The European Commission labeled Bisphenol A, as the compound is otherwise known, as “toxic for reproduction” in 2016, and the French Agency for Food, Environmental and Occupational Health and Safety (ANSES) issued a recommendation shortly thereafter to have the compound listed under a regulation known as REACH, short for Registration, Evaluation, Authorization and Restriction of Chemicals.

BPA is ubiquitous in plastic products, and the group PlasticsEurope reacted swiftly when the European Chemicals Agency updated the candidate list of REACH substances to include BPA in 2017.

The European General dismissed the challenge Thursday, finding that a substance cannot be exempted from the REACH Regulation just because it has intermediate uses, such as in the manufacture of polymers. (The ruling offers the example of thermal paper /manufacturing as a nonintermediate purpose of BPA.)

“The contested decision is consistent with the objective of sharing information on substances of very high concern within the supply chain and with consumers,” the opinion states. “The fact that certain substances of very high concern used as intermediates may benefit from the special conditions for registration … does not call into question the need to subject such substances to the information-sharing regime.”

Even if intermediate uses cannot be the subject of an authorization, the court rejected the argument that the designation with respect to all BPA’s uses triggers significant legal obligations for suppliers.

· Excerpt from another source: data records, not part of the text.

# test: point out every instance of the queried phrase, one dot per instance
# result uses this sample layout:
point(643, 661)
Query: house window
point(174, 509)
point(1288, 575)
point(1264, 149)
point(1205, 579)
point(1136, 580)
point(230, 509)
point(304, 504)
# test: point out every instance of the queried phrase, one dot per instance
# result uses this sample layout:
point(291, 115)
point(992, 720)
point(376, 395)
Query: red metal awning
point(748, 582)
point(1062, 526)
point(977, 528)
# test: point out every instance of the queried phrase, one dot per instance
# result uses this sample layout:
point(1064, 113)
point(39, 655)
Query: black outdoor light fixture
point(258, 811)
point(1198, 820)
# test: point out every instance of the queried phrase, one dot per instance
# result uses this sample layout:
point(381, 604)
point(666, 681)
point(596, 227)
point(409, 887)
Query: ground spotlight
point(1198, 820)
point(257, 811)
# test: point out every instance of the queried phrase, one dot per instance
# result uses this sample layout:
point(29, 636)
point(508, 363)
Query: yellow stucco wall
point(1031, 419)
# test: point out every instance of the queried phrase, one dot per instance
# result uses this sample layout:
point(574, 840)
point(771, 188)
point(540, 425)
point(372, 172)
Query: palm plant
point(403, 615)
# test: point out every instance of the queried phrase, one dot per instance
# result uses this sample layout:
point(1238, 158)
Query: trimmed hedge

“In so far as the applicant has doubts as to the proportionality of the contested decision because intermediate uses do not play a role in the [REACH designation] of a substance, … it should be recalled that the contested decision is intended to achieve the objective in connection with the sharing of information on substances within the supply chain,” the opinion states. “The legal effects of the contested decision do not go beyond what is appropriate and necessary to achieve that aim.”